A look back at the career of the Oscar-winning Oregonian filmmaker and master of stop-motion animation, who has died at 70.

The innovative Portland filmmaker Will Vinton, best known for his iconic work with stop-motion animation, died on Thursday, October 5, at the age of 70, following a 12-year battle with multiple myeloma. Vinton was the first Oregonian to win an Oscar, and his company, Will Vinton Studios, served as a laboratory, training ground, and creativity magnet for a generation of Portland artists. His legacy survives today in the form of Laika Studios, which has taken stop-motion work to new technological and commercial heights, though not without some controversy along the way. I never had a chance to meet Vinton more than in passing, but if the testimonials and condolences that have emerged over the last few days are anything to go by, his was a genuinely generous soul. His bald head, bushy handlebar mustache, and twinkling eyes denoted a spirit that was independent, mischievous, and bold, even while working in the potentially stifling world of corporate advertising.

Will Vinton in 2017. Photo: K.B. Dixon.

The individual personalities of each of the California Raisins, the in-your-face anarchy of The Noid, and the wistful moments of confused awe experienced by the drunk museum-goer in “Closed Mondays” all seem to stem from an aspect of Vinton himself.
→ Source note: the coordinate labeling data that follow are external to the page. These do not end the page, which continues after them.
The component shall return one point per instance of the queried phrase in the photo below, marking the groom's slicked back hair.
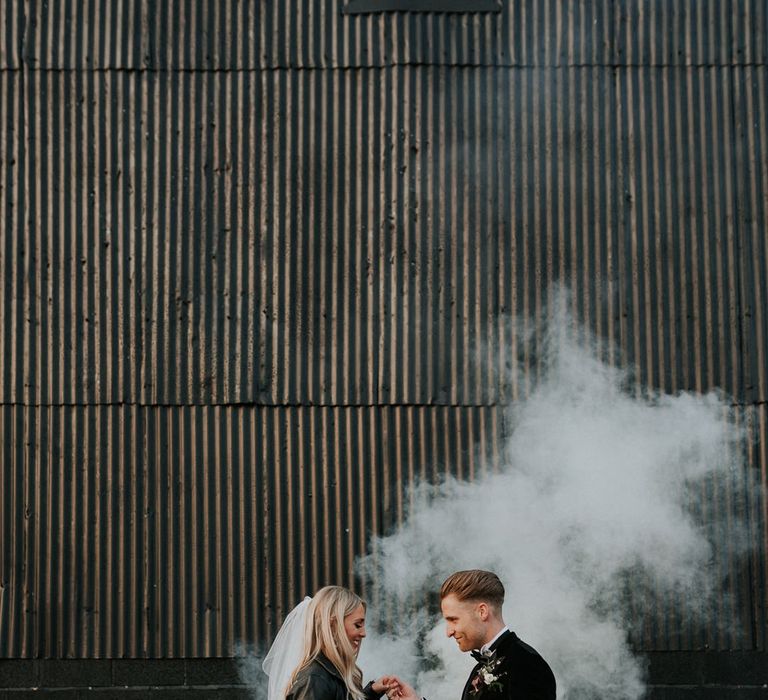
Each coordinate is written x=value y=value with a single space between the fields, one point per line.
x=475 y=584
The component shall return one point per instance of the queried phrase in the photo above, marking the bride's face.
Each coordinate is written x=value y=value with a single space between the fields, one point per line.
x=354 y=626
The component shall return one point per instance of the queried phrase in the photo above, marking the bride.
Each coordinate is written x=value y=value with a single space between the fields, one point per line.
x=314 y=656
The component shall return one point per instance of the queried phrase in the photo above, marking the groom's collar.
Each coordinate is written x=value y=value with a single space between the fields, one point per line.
x=489 y=644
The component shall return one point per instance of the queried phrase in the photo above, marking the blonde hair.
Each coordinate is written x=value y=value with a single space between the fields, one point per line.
x=476 y=585
x=324 y=633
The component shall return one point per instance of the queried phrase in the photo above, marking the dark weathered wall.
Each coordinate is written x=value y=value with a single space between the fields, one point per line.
x=253 y=261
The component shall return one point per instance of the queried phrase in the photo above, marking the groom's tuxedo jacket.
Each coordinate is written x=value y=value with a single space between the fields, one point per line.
x=523 y=674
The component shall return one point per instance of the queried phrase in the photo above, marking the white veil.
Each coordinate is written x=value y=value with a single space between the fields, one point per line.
x=285 y=653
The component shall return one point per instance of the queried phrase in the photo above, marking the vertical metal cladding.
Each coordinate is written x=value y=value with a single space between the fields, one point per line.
x=170 y=264
x=137 y=531
x=300 y=34
x=260 y=264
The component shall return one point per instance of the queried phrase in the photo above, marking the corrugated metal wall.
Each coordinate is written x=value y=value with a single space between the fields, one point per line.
x=251 y=250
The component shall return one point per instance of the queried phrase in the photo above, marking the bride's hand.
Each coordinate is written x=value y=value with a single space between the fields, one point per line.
x=386 y=684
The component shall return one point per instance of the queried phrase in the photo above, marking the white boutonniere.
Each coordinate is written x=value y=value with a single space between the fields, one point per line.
x=488 y=676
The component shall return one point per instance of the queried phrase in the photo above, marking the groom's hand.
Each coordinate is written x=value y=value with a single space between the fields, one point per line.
x=403 y=692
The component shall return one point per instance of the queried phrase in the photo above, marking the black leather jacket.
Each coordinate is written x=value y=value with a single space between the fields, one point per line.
x=321 y=681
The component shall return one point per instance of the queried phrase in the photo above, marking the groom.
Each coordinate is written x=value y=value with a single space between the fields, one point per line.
x=507 y=668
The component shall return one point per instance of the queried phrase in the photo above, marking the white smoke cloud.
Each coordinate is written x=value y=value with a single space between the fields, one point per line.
x=594 y=499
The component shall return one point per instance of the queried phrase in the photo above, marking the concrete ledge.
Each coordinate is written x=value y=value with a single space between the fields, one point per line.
x=148 y=672
x=707 y=693
x=18 y=673
x=708 y=668
x=75 y=673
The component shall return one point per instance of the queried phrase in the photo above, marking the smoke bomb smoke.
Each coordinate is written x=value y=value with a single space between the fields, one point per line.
x=593 y=506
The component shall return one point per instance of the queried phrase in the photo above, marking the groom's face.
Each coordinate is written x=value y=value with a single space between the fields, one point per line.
x=463 y=622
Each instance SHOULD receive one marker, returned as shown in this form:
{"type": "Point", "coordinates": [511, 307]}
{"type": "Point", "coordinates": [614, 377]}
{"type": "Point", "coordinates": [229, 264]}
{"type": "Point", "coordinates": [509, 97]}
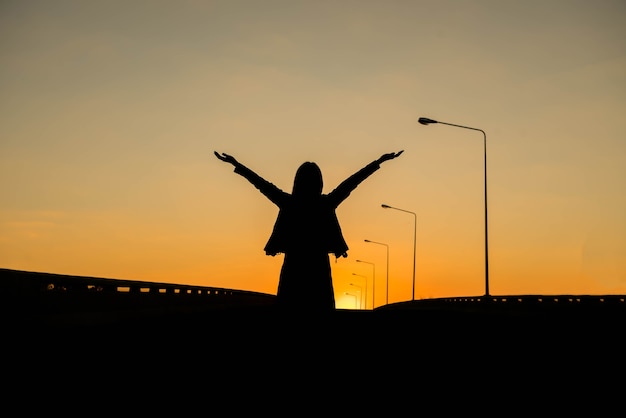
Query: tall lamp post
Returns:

Even after his creations became nationwide obsessions, and when his company’s landmark headquarters in Northwest Portland buzzed with activity, there was always the feeling that the work that emerged sprang, at its core, from one especially fertile brain. Needless to say, that’s not the impression one gets, for better or for worse, from the vast majority of the animation on movie screens today. (Television may be another matter.)